Rédigé par Aurélia C.
C’est une question qui peut se poser, aussi je vais tenter d’y répondre le mieux possible. La première réponse serait en fait une question, savez-vous seulement à quoi ressemble un canard destiné à faire du foie gras ? Je ne pense pas me tromper en disant que la grande majorité des gens n’en ont aucune idée.
À partir de là, tout est dit et je me dois d’élaborer ma réponse. C’est parce que nous n’avons que peu, voire jamais, d’occasions de tomber sur un canard destiné à être gavé que j’ai pensé judicieux de vous donner des informations sur ces êtres si particuliers.
C’est quoi, un mulard ?
Petit explicatif pour commencer, l’industrie du foie gras gave majoritairement des canards (plus de 90% de la production française) et non des oies, raison pour laquelle je vais m’attarder sur eux. Ces fameux canards sont appelés des canards mulards. Drôle de nom n’est-ce-pas ? En fait il s’agit d’un croisement entre deux espèces de palmipèdes, le canard de Barbarie et la cane de Pékin.
Canard mulard - Crédit photo : Catherine
Le résultat de ce croisement donne donc un canard mulard, espèce créée exclusivement par l’industrie pour permettre d’obtenir un animal plus gros que la moyenne, plus rapidement, pour assurer un maximum de profits. Il atteint environ 5 kg à l’âge de 3 mois et peut atteindre jusqu’à 80 cm de long. Pour vous faire une idée, un cygne tuberculé, l’espèce la plus fréquente en Suisse, fait entre 1,2 m et 1,7 m. Le canard mulard n’est donc pas loin de la moitié d’un cygne, ce qui est déjà pas mal si on a en tête la taille d’un canard colvert comme référence. Le mulard est aussi majoritairement blanc même si des plumes noires le différencient de ses cousins à plumes.

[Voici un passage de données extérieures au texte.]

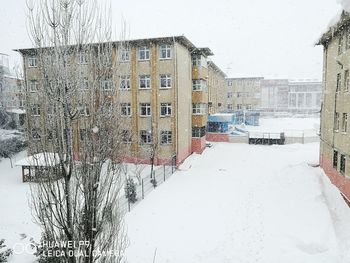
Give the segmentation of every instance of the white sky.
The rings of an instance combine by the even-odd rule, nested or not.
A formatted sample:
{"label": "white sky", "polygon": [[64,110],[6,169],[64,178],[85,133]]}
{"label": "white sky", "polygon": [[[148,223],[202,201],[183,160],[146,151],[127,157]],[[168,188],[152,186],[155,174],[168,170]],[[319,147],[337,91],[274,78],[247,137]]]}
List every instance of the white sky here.
{"label": "white sky", "polygon": [[[37,0],[34,0],[37,1]],[[105,0],[99,0],[104,2]],[[314,43],[339,11],[336,0],[111,0],[116,32],[123,17],[130,38],[185,35],[209,47],[229,77],[322,77]],[[1,0],[0,53],[31,47],[25,0]]]}

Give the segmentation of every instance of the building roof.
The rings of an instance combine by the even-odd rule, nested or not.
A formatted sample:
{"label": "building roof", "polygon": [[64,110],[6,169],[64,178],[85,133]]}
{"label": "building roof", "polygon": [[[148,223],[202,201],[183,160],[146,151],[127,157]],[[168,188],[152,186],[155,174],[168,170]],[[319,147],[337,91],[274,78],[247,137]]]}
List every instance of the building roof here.
{"label": "building roof", "polygon": [[334,36],[338,34],[344,27],[350,24],[350,15],[346,11],[342,11],[338,14],[330,23],[327,31],[322,34],[320,39],[316,42],[316,45],[327,45]]}
{"label": "building roof", "polygon": [[[185,36],[170,36],[170,37],[156,37],[156,38],[142,38],[142,39],[130,39],[130,40],[124,40],[124,41],[111,41],[111,42],[103,42],[103,43],[112,43],[114,46],[122,45],[122,44],[129,44],[129,45],[143,45],[146,43],[173,43],[178,42],[182,44],[184,47],[186,47],[191,52],[198,52],[205,56],[211,56],[214,55],[213,52],[207,48],[197,48],[187,37]],[[92,45],[98,45],[103,43],[92,43]],[[76,45],[71,45],[72,47]],[[50,48],[50,47],[46,47]],[[20,52],[22,54],[31,54],[35,53],[37,48],[24,48],[24,49],[14,49],[14,51]]]}
{"label": "building roof", "polygon": [[219,72],[223,77],[227,77],[226,74],[213,61],[208,61],[208,66]]}
{"label": "building roof", "polygon": [[49,167],[60,163],[60,158],[57,153],[37,153],[27,156],[15,163],[15,166],[40,166]]}

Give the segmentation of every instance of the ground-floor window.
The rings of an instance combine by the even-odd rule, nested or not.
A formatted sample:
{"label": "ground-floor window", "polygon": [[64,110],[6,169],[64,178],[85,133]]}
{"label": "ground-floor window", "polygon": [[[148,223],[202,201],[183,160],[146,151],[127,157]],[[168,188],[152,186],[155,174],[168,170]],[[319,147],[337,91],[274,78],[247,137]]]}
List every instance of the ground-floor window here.
{"label": "ground-floor window", "polygon": [[346,157],[344,154],[340,155],[340,173],[345,174],[345,164],[346,164]]}
{"label": "ground-floor window", "polygon": [[333,168],[338,168],[338,151],[333,151]]}
{"label": "ground-floor window", "polygon": [[192,137],[201,138],[205,136],[205,126],[192,128]]}

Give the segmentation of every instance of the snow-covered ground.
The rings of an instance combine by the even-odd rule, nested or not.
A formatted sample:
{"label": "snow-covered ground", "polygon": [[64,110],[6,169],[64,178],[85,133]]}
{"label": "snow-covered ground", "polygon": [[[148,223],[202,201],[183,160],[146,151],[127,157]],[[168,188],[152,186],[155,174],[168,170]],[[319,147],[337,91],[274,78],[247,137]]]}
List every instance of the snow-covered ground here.
{"label": "snow-covered ground", "polygon": [[0,129],[0,141],[12,139],[14,137],[19,137],[19,136],[23,136],[23,134],[21,132],[19,132],[18,130]]}
{"label": "snow-covered ground", "polygon": [[215,144],[127,214],[128,262],[350,262],[318,144]]}
{"label": "snow-covered ground", "polygon": [[319,118],[260,118],[259,126],[245,126],[249,132],[281,133],[286,136],[316,136]]}
{"label": "snow-covered ground", "polygon": [[[308,166],[317,162],[314,143],[218,143],[190,156],[126,215],[128,262],[350,262],[350,209],[321,169]],[[20,168],[3,159],[0,238],[9,247],[39,238],[28,192]]]}

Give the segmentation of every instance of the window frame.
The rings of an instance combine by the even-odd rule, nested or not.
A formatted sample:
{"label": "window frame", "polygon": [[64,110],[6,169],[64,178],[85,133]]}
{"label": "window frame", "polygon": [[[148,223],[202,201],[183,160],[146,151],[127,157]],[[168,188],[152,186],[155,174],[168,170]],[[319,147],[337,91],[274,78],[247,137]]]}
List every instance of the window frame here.
{"label": "window frame", "polygon": [[[163,113],[162,109],[165,109],[166,114],[162,114]],[[160,103],[160,114],[159,115],[160,115],[160,117],[171,117],[172,116],[171,103],[168,103],[168,102]]]}
{"label": "window frame", "polygon": [[120,76],[119,90],[130,90],[130,89],[131,89],[130,75]]}
{"label": "window frame", "polygon": [[[141,54],[144,53],[144,58],[141,57]],[[142,46],[138,48],[138,60],[139,61],[148,61],[151,58],[151,50],[148,46]]]}
{"label": "window frame", "polygon": [[[126,114],[124,114],[126,113]],[[124,117],[130,117],[132,115],[131,103],[122,102],[120,103],[120,115]]]}
{"label": "window frame", "polygon": [[[163,82],[165,81],[165,86],[163,87]],[[159,75],[159,89],[171,89],[172,77],[171,74],[160,74]]]}
{"label": "window frame", "polygon": [[160,131],[160,144],[161,145],[170,145],[172,143],[173,143],[172,131]]}
{"label": "window frame", "polygon": [[[142,114],[145,112],[145,114]],[[140,117],[151,117],[152,116],[152,106],[151,103],[141,102],[140,103]]]}
{"label": "window frame", "polygon": [[[145,87],[141,87],[142,82],[144,82]],[[151,76],[150,75],[139,75],[139,89],[140,90],[151,89]]]}
{"label": "window frame", "polygon": [[[143,138],[147,138],[147,140],[143,140]],[[152,132],[140,130],[140,144],[152,144]]]}
{"label": "window frame", "polygon": [[[163,55],[165,56],[163,57]],[[161,44],[159,45],[159,59],[166,60],[172,58],[172,45]]]}
{"label": "window frame", "polygon": [[38,58],[36,56],[28,57],[28,68],[37,68],[38,67]]}

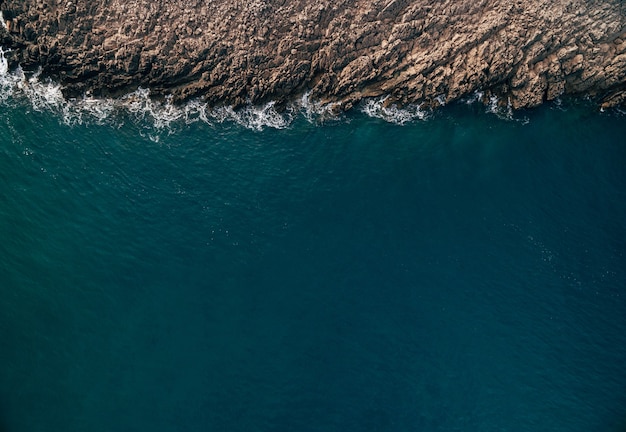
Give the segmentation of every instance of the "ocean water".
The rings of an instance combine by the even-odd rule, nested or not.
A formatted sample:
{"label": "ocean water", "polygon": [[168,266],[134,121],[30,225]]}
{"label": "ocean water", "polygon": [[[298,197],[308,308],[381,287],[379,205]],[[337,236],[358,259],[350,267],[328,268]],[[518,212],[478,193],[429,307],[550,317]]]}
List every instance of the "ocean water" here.
{"label": "ocean water", "polygon": [[6,72],[1,432],[626,430],[618,111],[120,110]]}

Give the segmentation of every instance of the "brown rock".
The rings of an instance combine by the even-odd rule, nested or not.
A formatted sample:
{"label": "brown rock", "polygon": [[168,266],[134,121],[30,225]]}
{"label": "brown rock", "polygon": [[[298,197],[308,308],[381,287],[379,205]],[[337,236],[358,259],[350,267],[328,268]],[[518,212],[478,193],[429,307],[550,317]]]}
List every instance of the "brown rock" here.
{"label": "brown rock", "polygon": [[[11,64],[42,68],[67,94],[138,85],[174,100],[286,100],[310,91],[446,101],[476,90],[536,106],[561,94],[623,103],[618,0],[0,1]],[[8,46],[7,46],[8,45]]]}

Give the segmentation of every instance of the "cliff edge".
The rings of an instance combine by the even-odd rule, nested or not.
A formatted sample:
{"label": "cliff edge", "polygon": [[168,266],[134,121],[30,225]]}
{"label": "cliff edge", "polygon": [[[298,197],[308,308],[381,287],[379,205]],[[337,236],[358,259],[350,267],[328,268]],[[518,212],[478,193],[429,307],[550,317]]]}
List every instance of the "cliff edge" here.
{"label": "cliff edge", "polygon": [[0,0],[12,67],[66,96],[138,86],[174,101],[287,101],[345,109],[456,100],[514,108],[562,94],[626,101],[620,0]]}

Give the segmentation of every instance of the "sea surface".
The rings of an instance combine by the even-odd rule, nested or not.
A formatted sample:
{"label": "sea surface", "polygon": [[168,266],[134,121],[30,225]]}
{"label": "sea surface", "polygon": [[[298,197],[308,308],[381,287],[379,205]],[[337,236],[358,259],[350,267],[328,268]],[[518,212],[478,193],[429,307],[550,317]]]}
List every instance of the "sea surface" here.
{"label": "sea surface", "polygon": [[626,431],[619,111],[207,114],[13,78],[0,432]]}

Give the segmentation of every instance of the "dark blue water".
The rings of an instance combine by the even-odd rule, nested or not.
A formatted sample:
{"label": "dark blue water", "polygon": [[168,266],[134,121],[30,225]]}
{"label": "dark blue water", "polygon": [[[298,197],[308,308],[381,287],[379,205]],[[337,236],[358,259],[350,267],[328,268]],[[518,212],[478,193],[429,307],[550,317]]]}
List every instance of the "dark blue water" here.
{"label": "dark blue water", "polygon": [[0,431],[626,430],[626,121],[0,113]]}

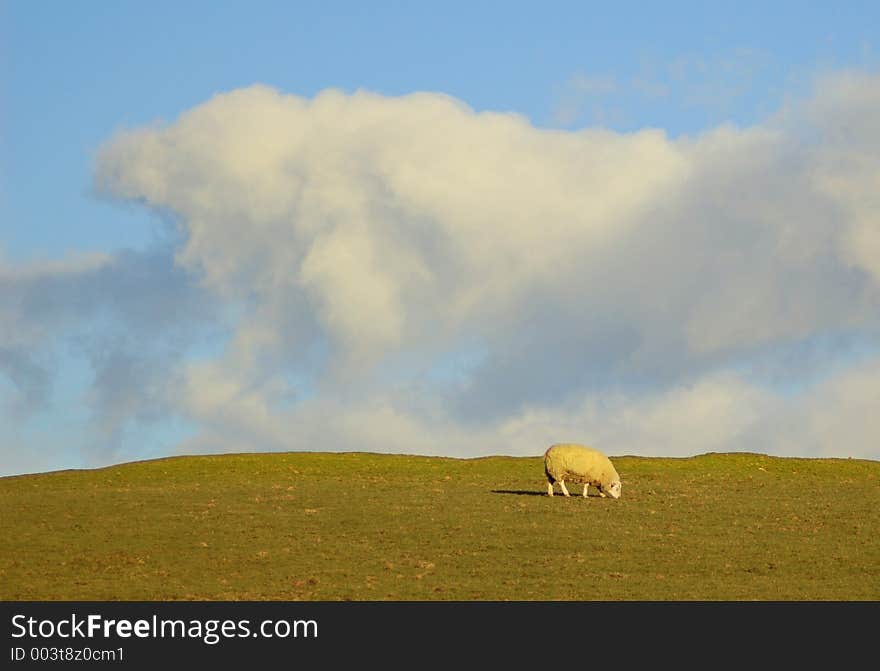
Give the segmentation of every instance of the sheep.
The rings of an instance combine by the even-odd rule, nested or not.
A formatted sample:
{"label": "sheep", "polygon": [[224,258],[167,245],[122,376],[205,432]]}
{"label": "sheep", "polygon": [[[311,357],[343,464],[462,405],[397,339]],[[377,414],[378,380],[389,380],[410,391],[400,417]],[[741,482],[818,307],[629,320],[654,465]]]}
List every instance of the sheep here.
{"label": "sheep", "polygon": [[544,452],[544,473],[547,475],[547,494],[553,496],[553,484],[559,483],[562,493],[569,496],[565,481],[582,482],[584,497],[593,485],[599,496],[606,494],[620,498],[620,476],[611,460],[598,450],[575,443],[557,443]]}

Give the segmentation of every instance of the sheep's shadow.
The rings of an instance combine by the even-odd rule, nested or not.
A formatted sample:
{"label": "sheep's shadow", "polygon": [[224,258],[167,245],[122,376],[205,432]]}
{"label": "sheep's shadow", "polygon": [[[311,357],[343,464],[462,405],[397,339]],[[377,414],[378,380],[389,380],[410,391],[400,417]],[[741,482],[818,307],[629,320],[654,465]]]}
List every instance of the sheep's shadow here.
{"label": "sheep's shadow", "polygon": [[514,496],[547,496],[546,490],[536,492],[533,489],[493,489],[493,494],[513,494]]}
{"label": "sheep's shadow", "polygon": [[[513,496],[547,496],[547,490],[541,492],[536,492],[533,489],[493,489],[493,494],[512,494]],[[555,492],[556,496],[565,498],[565,495],[560,492]],[[599,494],[591,493],[587,495],[587,498],[602,498]],[[578,491],[577,493],[571,492],[571,498],[582,499],[583,495]]]}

Foie gras versus foie sain - Crédit photo : Gaia.be
Alors voilà, maintenant qu’on a dressé le tableau de cet oiseau aux pieds palmés, pourquoi faut-il les sauver ? Je ne vais pas m’étaler sur l’horreur qu’est l’industrie du foie gras et la méthode que constitue le gavage, vous pouvez trouver toutes les informations pertinentes sur les pages d’associations comme celles de L214 par exemple. Ce que je peux vous dire c’est que ces êtres sont sensibles et méritent qu’on parle d’eux, de leurs conditions, des tortures qu’ils endurent pour le simple plaisir gustatif de certains au moment des fêtes de fin d’année.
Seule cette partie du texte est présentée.